The most well-known images of D-Day were photos printed in Life Magazine, but it was the recreation of the first wave of the invasion, depicted in the film “Saving Private Ryan” that brought some semblance of understanding of the carnage to those who were not there.
The only known drawings of D-Day were made by Ugo Giannini. That they survived is remarkable. Born in Newark, New Jersey in 1919, the son of a tailor and an opera singer, Giannini studied at the Newark School of Fine and Industrial Arts and the National Academy of Design in New York. World War II interrupted his studies. Beginning with the brutal Normandy Invasion, he produced a series of drawings culminating on V-E Day in 1945.
Giannini carried a drawing pad and pencil in his pack and made several frenetic sketches while taking cover from German shelling in a bomb crater. He would advance, take cover again and draw some more. Those first sketches are filled with energy; the urgency and fear are tangible. Drawn in pencil and pen, in a gritty, realistic style, the images show heavily burdened infantrymen trying to stay afloat in the seawater, crawling on the beach or dead among the ruins of a bombed out village. His day two sketches are more detailed and composed, but equally haunting. In one, a soldier looks out from the bluff of Pont du Hoc and sees a stretch of bodies piled on the beach.

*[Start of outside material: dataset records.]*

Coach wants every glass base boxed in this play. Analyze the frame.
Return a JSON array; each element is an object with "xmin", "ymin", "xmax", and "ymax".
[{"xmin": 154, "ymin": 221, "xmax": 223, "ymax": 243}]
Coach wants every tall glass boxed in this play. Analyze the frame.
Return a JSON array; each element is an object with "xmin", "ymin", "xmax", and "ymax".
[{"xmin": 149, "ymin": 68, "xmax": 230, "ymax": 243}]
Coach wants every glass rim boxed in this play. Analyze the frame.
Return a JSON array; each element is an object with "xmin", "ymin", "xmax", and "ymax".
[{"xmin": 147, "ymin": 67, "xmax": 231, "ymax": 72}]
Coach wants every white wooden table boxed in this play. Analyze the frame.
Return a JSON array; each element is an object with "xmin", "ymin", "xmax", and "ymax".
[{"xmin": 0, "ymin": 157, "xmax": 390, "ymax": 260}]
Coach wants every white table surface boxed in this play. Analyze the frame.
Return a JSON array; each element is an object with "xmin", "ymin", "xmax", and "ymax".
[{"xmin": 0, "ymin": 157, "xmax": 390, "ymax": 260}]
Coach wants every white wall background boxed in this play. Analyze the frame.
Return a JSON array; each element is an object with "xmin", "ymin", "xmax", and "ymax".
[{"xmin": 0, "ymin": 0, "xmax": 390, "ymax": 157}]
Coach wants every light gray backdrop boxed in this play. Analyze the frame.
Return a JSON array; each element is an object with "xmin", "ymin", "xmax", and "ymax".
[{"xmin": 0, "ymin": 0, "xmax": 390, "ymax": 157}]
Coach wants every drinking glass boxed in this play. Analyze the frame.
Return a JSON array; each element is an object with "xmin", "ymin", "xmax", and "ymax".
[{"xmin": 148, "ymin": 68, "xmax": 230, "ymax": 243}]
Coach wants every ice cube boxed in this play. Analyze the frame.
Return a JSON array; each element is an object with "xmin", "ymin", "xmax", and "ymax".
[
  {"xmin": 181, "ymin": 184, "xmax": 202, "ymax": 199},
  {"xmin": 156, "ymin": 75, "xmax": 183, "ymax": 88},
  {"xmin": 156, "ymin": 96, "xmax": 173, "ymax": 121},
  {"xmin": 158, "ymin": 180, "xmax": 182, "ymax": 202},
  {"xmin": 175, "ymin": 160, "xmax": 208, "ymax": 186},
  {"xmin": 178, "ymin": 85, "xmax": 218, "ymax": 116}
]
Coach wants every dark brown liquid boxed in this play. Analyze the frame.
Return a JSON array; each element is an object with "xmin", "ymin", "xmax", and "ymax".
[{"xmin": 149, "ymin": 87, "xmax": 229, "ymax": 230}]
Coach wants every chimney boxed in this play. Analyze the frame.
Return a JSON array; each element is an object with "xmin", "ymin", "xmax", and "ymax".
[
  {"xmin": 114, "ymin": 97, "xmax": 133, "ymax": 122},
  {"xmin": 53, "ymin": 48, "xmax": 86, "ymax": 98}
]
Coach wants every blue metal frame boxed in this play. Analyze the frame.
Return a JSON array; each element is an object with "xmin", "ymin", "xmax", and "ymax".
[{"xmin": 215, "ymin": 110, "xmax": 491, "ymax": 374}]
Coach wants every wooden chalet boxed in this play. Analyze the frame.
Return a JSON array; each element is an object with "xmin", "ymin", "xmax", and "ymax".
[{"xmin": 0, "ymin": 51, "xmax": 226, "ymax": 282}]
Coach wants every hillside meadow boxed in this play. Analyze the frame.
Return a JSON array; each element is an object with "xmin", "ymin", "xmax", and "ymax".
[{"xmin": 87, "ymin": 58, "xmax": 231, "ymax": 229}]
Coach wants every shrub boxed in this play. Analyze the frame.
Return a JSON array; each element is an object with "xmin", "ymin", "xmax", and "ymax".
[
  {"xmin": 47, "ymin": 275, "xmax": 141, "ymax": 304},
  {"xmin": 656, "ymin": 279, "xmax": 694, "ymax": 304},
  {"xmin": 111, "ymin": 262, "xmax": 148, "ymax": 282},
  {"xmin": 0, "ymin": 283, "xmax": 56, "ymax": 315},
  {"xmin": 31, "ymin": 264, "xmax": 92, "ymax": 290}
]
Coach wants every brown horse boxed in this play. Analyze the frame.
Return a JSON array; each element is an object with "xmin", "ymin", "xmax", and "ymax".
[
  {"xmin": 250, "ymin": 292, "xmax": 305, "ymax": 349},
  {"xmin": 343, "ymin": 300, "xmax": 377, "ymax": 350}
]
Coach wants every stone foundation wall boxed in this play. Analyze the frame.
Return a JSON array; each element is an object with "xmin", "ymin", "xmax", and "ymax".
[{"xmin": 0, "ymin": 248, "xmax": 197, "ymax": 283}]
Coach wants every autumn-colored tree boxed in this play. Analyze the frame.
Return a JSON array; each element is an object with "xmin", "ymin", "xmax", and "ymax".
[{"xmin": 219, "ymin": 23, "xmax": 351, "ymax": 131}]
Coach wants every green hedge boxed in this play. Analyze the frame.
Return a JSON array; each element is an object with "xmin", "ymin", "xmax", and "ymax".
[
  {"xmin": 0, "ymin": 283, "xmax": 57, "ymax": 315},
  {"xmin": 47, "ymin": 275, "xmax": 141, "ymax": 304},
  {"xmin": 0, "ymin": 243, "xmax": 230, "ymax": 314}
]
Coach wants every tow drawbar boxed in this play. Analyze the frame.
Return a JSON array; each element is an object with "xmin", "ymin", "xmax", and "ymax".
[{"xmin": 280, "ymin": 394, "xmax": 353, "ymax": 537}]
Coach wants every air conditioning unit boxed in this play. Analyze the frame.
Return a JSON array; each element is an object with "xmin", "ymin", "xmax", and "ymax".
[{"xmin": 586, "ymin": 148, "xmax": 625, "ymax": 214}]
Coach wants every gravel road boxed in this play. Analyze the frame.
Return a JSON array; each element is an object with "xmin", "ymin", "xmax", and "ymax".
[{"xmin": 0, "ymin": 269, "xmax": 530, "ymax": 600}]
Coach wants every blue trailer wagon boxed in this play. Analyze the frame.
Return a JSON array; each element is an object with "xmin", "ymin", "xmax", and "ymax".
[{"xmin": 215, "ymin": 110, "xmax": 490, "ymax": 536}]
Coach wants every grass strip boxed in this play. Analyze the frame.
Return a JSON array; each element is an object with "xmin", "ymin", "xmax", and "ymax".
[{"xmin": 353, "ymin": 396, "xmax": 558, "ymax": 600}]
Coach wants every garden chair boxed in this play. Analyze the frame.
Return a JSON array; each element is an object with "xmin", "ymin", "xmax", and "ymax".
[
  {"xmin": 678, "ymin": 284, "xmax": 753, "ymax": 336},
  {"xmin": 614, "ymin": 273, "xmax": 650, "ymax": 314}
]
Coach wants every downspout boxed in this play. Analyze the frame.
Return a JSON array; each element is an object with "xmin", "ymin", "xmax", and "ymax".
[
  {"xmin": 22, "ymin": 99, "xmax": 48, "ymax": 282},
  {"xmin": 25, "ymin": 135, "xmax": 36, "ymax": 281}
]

Ugo was 25 years-old and in the Military Police on D-Day. His platoon arrived on the shores of France during the first wave. Only six men survived. Giannini wrote, “I retraced my way from the battered remains of Vierville-sur-Mer. I walked slowly dragging my unwilling soul with me and forcing it to inhale the death odor. I was alone, searching for my comrades – 37 men who were hurled ashore yesterday morning (Or was it years ago?)”
In total, Giannini mailed 27 drawings home to his mother in Newark. After the war, he continued his art education and began teaching at Caldwell College. He met his wife, Maxine, a concert pianist, six years after the war. The couple had two children and settled into a suburban life in a historic house in West Orange, New Jersey. Giannini had some success as an abstract artist, but never gave a hint about the images he produced during the war.
As his health declined, he made Maxine promise not to go through his art studio until six months after his passing, a request that she honored. When she finally went into the studio, Maxine found the sketches in folders. Mrs. Giannini later complied a book about the war drawings and letters from the artist titled, “Drawing D-Day: An Artist’s Journey Through War.”